第4話 こうして梅の老木は売られて行った 🌳
人の世の右往左往とは関係なく月日はどんどん流れ、お良は尋常小学校を卒業する歳になった。成績抜群なので当然のごとく上の学校への進学を希望したが、星家のふところ事情がそれを許さなかった。父は相変わらずの無関心に見えたのでお良の交渉相手は必然的に母になり、がんとして首を縦に振らない母をお良は恨むことになる。
「おかあさまはわたしに学問をさせたくないのね。うちの手伝いをさせたいのね」
「そんなことおまえ……とにかく、いまのわが家では、これ以上は無理なんだよ」
「なんとかしてくれるのが親でしょう、わたしより出来ない同級生が進学するのに」
「すまないとは思っているけど、どこをどう叩いても学資など出せやしないんだよ」
いや、うそだ、新時代の面目を保つ学校のお情けの、クラスにわずかに混じっている商人や豪商の子どもたちがこぞって進学するのに、こんなに大きな屋敷がある武家のむすめが手に職をつけるために裁縫学校へ行くしかないなんて、神も仏もあるものか。かあさんは出来るわたしが可愛くないのだ、いや、むしろ憎いのかも知れない。
*
そういうお良にしても、どうしても名前を覚える気になれない新興の事業所で働き始めた父のわずかな給料と、夜なべが当たり前になって久しい母の内職以外に収入がない家庭経済がいかに困っているかを知らなかったわけではない。図抜けて聡明なだけにすべてを承知していたが、であればこそどうにもならない現実が歯がゆかった。
零落する星家の実態を具体例で見てみる。まず、お良が九歳、小学校二年生のとき祖父・雄記が亡くなると、空いた隠居所は薩摩人官吏の夫妻に貸し出された。毎朝これ見よがしにサーベルを携えて夫が出勤すると、若い妻は室内飼いの黒犬を相手に三味線を弾いたり、大家の子どものお良たちを呼びよせてお菓子をくれたりしていた。
星家の庭の象徴だった梅の老木は、季節になると立派な実をつけてくれて、となり近所に惜しみなく配った残りは料理上手な母の梅漬けや梅酒の材料になっていたが、いつの間にか細い目を鈍く光らせた印半纏の男たちが出入りするようになっていた。商いに慣れない母が言い値で買い叩かれた果実は、子どもたちの学用品になった。
(なんなの、軽そうな仕草から暴力的な匂いを放つ男たちは……明らかにかあさまを見くだしている。この家にとうさまはいない、いても怖くないと知っているんだわ)
ある年、とうとうこの梅の老木まで売られることになった。何本かの梅の木のなかでもことさら年季の入った走り根を容赦なく掘り起こして余分な枝を刈り払い、剥き出しになった根をがんじがらめに荒縄で縛りあげて運び去る……職人の手慣れた作業を見ていられず家中に走りこんだお良は、母や祖母と肩を抱き合って号泣する。
*
すぐ現金になる機織りは、母の重要な内職だった。ある日、お良が学校から帰ると頭の手拭いを取った母がしきりにあやまっている。その母を執拗になぶっているのは、つい先年まで星家で働いていた作男の妻で、かつての奉公先の主人のちょっとした失敗を鬼の首でも取ったようにあげつらって、飴のように楽しんでいるのだった。
かっとなったお良は母の財布から小銭をつかむと「そんなに銭が欲しいならくれてやる。これでも喰らえ!!」と叫びつつ卑し気な嘲笑を浮かべている女に投げつけた。星家のじゃじゃ馬むすめときたらさあ……声高なうわさが広まることなど知ったことじゃない。立場の逆転した女に卑屈に腰を折りつづける母を見ていられなかった。

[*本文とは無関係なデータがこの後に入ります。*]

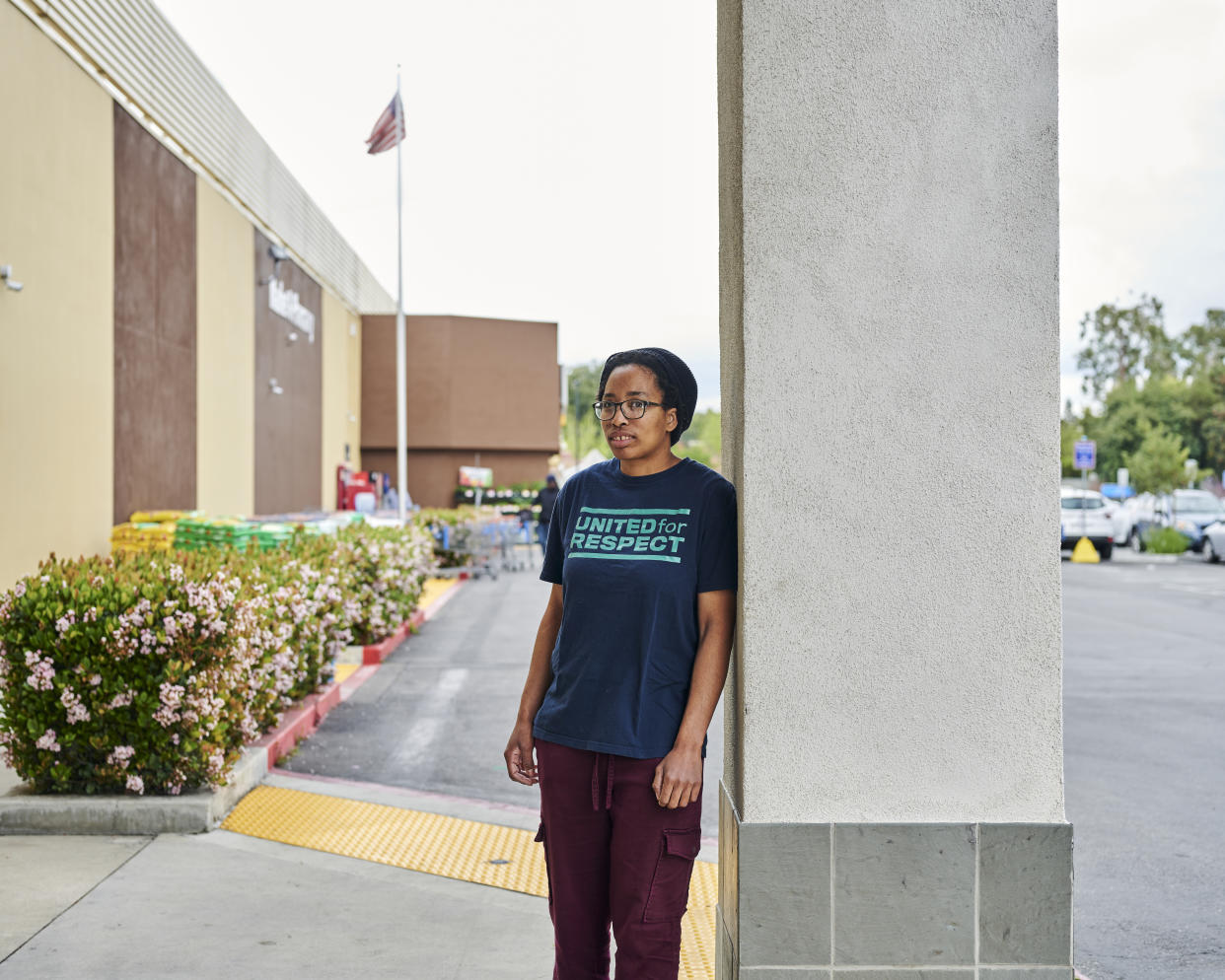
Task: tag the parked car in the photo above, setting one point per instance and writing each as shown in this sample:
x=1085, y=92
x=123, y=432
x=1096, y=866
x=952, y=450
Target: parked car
x=1214, y=541
x=1086, y=514
x=1126, y=515
x=1189, y=512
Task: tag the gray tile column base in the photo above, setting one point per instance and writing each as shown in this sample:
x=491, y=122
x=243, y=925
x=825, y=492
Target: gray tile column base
x=894, y=900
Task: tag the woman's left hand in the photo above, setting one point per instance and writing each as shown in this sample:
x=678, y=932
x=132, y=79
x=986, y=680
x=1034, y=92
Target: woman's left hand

(まあ、腹立たしいこと。よくもあそこまでの手の裏返しができるものだわ。所詮、奉公人の妻は奉公人の妻、立場が逆転しても人品骨柄まで変わるわけじゃないのね)
祖父が遺した軸や壺などの骨董、先祖伝来の武具を入れた木箱や長持ち、由緒ある雛人形、母と祖母の着物、さらには名のある絵師による襖まで洪水のように家の外へ流れ出た。夏の夜、母の言いつけで川畔の暖簾をくぐると、風呂敷包みと引き換えに蚊帳が出て来た。季節の変わり目は質屋の儲けどきであることをお良はのちに知る。